Convergent molecular, cellular, and cortical neuroimaging signatures of major depressive disorder.

Major depressive disorder emerges from the complex interactions of biological systems that span genes and molecules through cells, networks, and behavior. Establishing how neurobiological processes coalesce to contribute to depression requires a multiscale approach, encompassing measures of brain structure and function as well as genetic and cell-specific transcriptional data. Here, we examine anatomical (cortical thickness) and functional (functional variability, global brain connectivity) correlates of depression and negative affect across three population-imaging datasets: UK Biobank, Brain Genomics Superstruct Project, and Enhancing NeuroImaging through Meta Analysis (ENIGMA; combined n ≥ 23,723). Integrative analyses incorporate measures of cortical gene expression, postmortem patient transcriptional data, depression genome-wide association study (GWAS), and single-cell gene transcription. Neuroimaging correlates of depression and negative affect were consistent across three independent datasets. Linking ex vivo gene down-regulation with in vivo neuroimaging, we find that transcriptional correlates of depression imaging phenotypes track gene down-regulation in postmortem cortical samples of patients with depression. Integrated analysis of single-cell and Allen Human Brain Atlas expression data reveal somatostatin interneurons and astrocytes to be consistent cell associates of depression, through both in vivo imaging and ex vivo cortical gene dysregulation. Providing converging evidence for these observations, GWAS-derived polygenic risk for depression was enriched for genes expressed in interneurons, but not glia. Underscoring the translational potential of multiscale approaches, the transcriptional correlates of depression-linked brain function and structure were enriched for disorder-relevant molecular pathways. These findings bridge levels to connect specific genes, cell classes, and biological pathways to in vivo imaging correlates of depression.

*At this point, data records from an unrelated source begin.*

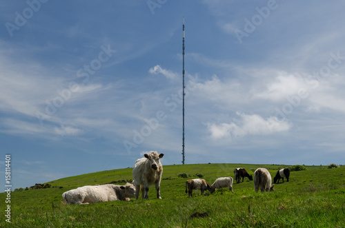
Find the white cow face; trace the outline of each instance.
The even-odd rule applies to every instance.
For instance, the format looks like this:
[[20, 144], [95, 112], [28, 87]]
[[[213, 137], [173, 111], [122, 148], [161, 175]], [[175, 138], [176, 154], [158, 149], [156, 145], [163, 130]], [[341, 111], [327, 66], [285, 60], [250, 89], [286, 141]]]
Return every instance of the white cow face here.
[[128, 198], [135, 197], [135, 187], [133, 185], [127, 183], [126, 185], [121, 186], [121, 189], [125, 190], [125, 196]]
[[151, 168], [157, 170], [157, 169], [158, 168], [158, 165], [159, 165], [159, 158], [163, 158], [164, 154], [158, 154], [158, 153], [156, 152], [150, 152], [150, 154], [145, 154], [144, 156], [150, 161], [150, 166], [151, 167]]

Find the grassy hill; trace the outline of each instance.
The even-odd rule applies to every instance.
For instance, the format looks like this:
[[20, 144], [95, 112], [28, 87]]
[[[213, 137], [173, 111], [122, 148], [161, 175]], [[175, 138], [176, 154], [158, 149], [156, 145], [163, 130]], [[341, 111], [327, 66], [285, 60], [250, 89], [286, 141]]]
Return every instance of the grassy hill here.
[[[277, 184], [274, 192], [255, 193], [253, 182], [234, 183], [228, 189], [208, 191], [195, 196], [185, 194], [180, 173], [201, 174], [210, 184], [218, 177], [233, 176], [235, 167], [253, 174], [257, 167], [267, 168], [273, 177], [278, 165], [195, 164], [164, 165], [161, 195], [155, 198], [150, 187], [149, 200], [106, 202], [85, 205], [65, 205], [61, 194], [86, 185], [130, 180], [132, 168], [103, 171], [49, 182], [52, 187], [11, 193], [11, 222], [23, 227], [344, 227], [345, 221], [345, 167], [327, 169], [306, 166], [292, 172], [288, 183]], [[194, 192], [193, 192], [194, 193]], [[1, 194], [6, 198], [6, 193]], [[3, 200], [3, 201], [5, 201]], [[3, 203], [1, 203], [1, 205]], [[6, 206], [2, 206], [4, 208]], [[204, 218], [190, 218], [195, 212], [207, 212]], [[8, 226], [6, 217], [0, 227]], [[8, 226], [10, 227], [10, 226]]]

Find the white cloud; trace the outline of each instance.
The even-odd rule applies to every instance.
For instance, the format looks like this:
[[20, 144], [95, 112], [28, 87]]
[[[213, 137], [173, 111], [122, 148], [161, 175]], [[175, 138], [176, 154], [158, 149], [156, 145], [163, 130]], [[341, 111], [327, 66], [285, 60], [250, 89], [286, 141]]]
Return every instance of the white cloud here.
[[308, 88], [305, 80], [292, 74], [281, 73], [274, 82], [267, 85], [265, 91], [255, 94], [255, 97], [279, 101], [287, 96], [297, 94], [299, 91]]
[[54, 128], [54, 131], [56, 134], [59, 134], [62, 136], [76, 136], [83, 133], [83, 131], [78, 128], [75, 128], [70, 126], [61, 126], [59, 128]]
[[163, 69], [159, 65], [157, 65], [155, 67], [150, 68], [148, 72], [152, 74], [161, 74], [168, 79], [170, 80], [176, 79], [178, 77], [177, 74], [168, 70]]
[[240, 119], [230, 123], [206, 124], [210, 138], [215, 140], [224, 138], [233, 139], [246, 135], [266, 135], [276, 132], [286, 132], [291, 127], [291, 124], [286, 121], [278, 121], [274, 116], [264, 119], [262, 116], [253, 114], [247, 115], [238, 113]]

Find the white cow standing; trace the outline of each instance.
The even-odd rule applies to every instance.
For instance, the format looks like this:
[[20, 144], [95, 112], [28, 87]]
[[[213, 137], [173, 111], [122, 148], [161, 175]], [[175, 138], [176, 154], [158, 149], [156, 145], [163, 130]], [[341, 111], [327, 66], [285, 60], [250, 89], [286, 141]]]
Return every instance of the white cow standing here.
[[272, 177], [270, 176], [270, 172], [265, 168], [258, 168], [254, 172], [254, 188], [255, 191], [257, 192], [259, 189], [261, 191], [274, 191], [273, 187], [275, 185], [272, 185]]
[[135, 196], [134, 185], [128, 183], [126, 185], [103, 185], [80, 187], [64, 192], [62, 198], [68, 204], [85, 205], [114, 200], [129, 201], [129, 198]]
[[155, 185], [157, 191], [157, 198], [161, 199], [160, 185], [163, 166], [160, 158], [164, 154], [151, 151], [148, 154], [145, 154], [144, 158], [137, 160], [133, 168], [133, 185], [135, 186], [135, 198], [139, 198], [139, 192], [141, 188], [142, 198], [148, 199], [149, 186]]
[[231, 176], [228, 177], [219, 177], [217, 178], [215, 181], [212, 184], [211, 187], [213, 191], [215, 191], [216, 189], [221, 189], [223, 187], [228, 187], [229, 190], [231, 192], [234, 192], [233, 190], [233, 183], [234, 180]]

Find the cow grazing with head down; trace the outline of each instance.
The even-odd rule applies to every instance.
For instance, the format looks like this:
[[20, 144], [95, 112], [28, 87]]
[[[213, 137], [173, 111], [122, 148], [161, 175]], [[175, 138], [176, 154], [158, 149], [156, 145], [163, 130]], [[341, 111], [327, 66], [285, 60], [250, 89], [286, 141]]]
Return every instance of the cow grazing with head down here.
[[216, 189], [221, 189], [223, 187], [228, 187], [229, 190], [231, 192], [234, 192], [233, 190], [233, 179], [231, 176], [228, 177], [219, 177], [212, 184], [211, 188], [213, 191], [215, 191]]
[[249, 175], [246, 169], [244, 168], [236, 168], [234, 170], [235, 174], [235, 180], [236, 180], [236, 183], [238, 184], [241, 181], [241, 178], [242, 178], [242, 182], [244, 180], [245, 177], [248, 177], [250, 180], [253, 180], [253, 176]]
[[208, 190], [210, 193], [215, 191], [204, 179], [193, 179], [186, 181], [186, 193], [188, 193], [188, 197], [193, 196], [193, 190], [200, 190], [201, 195], [204, 194], [205, 190]]
[[283, 180], [284, 183], [284, 178], [286, 178], [286, 182], [288, 182], [289, 176], [290, 176], [290, 169], [282, 169], [280, 170], [278, 170], [277, 174], [275, 174], [275, 178], [273, 178], [273, 183], [275, 184], [277, 183], [277, 180], [278, 180], [278, 183], [279, 183], [280, 178]]
[[272, 177], [270, 172], [265, 168], [258, 168], [254, 172], [254, 188], [255, 191], [257, 192], [259, 189], [261, 191], [274, 191], [275, 185], [270, 186], [272, 184]]
[[103, 185], [83, 186], [64, 192], [62, 198], [68, 204], [85, 205], [114, 200], [129, 201], [135, 196], [134, 185]]
[[142, 198], [148, 199], [149, 186], [155, 185], [157, 198], [161, 199], [160, 184], [163, 167], [159, 158], [163, 158], [164, 154], [157, 152], [150, 152], [145, 154], [144, 158], [137, 160], [133, 168], [133, 184], [135, 186], [135, 198], [139, 198], [139, 192], [141, 188]]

Transcriptional and imaging-genetic association of cortical interneurons, brain function, and schizophrenia risk.

Inhibitory interneurons orchestrate information flow across the cortex and are implicated in psychiatric illness. Although interneuron classes have unique functional properties and spatial distributions, the influence of interneuron subtypes on brain function, cortical specialization, and illness risk remains elusive. Here, we demonstrate stereotyped negative correlation of somatostatin and parvalbumin transcripts within human and non-human primates. Cortical distributions of somatostatin and parvalbumin cell gene markers are strongly coupled to regional differences in functional MRI variability. In the general population (n = 9,713), parvalbumin-linked genes account for an enriched proportion of heritable variance in in-vivo functional MRI signal amplitude. Single-marker and polygenic cell deconvolution establish that this relationship is spatially dependent, following the topography of parvalbumin expression in post-mortem brain tissue. Finally, schizophrenia genetic risk is enriched among interneuron-linked genes and predicts cortical signal amplitude in parvalbumin-biased regions. These data indicate that the molecular-genetic basis of brain function is shaped by interneuron-related transcripts and may capture individual differences in schizophrenia risk.